No entanto, "os jornalistas têm pago o preço da democracia na Nigéria", disse Ajakaiye, explicando que o país tem a democracia mais importante da África. Ela acrescentou que os jornalistas continuam pagando este preço para poder proteger a democracia e direitos fundamentais.

O país viu um aumento nos números de jornalistas assassinados e forçados ao exílio, explicou. A essas ameaças se somam as detenções que os jornalistas podem enfrentar por seu trabalho. Ajakaiye narrou o caso de um colega que passou duas semanas na prisão por escrever uma investigação que relatava um caso de corrupção envolvendo um alto funcionário da polícia.

Os casos de sequestro de jornalistas, bem como as campanhas de desinformação das quais os jornalistas são alvo, também fazem parte das violências que os profissionais enfrentam na Nigéria. Recentemente, disse Ajakaiye, os casos de vigilância de jornalistas, bem como o vazamento de seus dados pessoais, fazem parte das preocupações 

O cenário de ameaças, somado aos baixos salários, levou muitos jornalistas a trabalharem para o governo ou como relações públicas.

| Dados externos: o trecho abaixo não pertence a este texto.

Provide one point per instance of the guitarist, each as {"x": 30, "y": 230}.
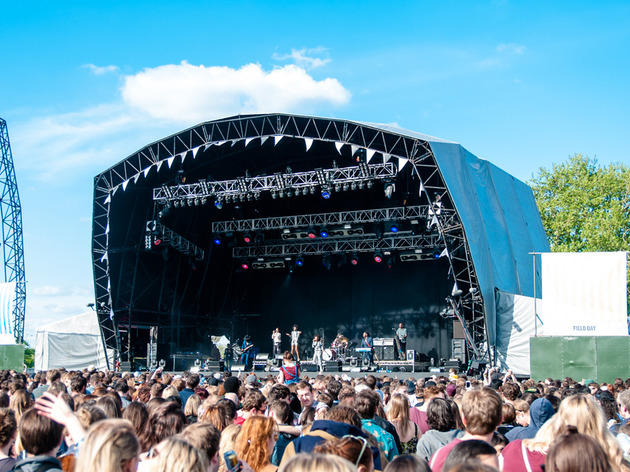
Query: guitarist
{"x": 247, "y": 355}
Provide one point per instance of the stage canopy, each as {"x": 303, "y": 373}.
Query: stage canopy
{"x": 473, "y": 218}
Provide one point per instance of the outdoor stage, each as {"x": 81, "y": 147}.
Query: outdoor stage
{"x": 241, "y": 225}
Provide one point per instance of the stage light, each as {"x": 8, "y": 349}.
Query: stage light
{"x": 326, "y": 262}
{"x": 389, "y": 189}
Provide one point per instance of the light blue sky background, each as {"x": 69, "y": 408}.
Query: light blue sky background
{"x": 522, "y": 84}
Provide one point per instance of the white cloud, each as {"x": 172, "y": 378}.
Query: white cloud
{"x": 304, "y": 57}
{"x": 100, "y": 70}
{"x": 159, "y": 101}
{"x": 511, "y": 48}
{"x": 196, "y": 93}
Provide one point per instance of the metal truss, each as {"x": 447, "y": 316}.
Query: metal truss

"Alguns jornalistas nigerianos enfrentam condições difíceis. Claro, sempre digo que ser da Nigéria é ser resiliente porque sempre é preciso lutar e sobreviver a diferentes desafios. Então, quero aproveitar este tempo para destacar os jovens jornalistas corajosos que estão respondendo e tentando fazer reportagens investigativas que estão mudando o estado das coisas no país e tentando responsabilizar o governo", afirmou Ajakaiye.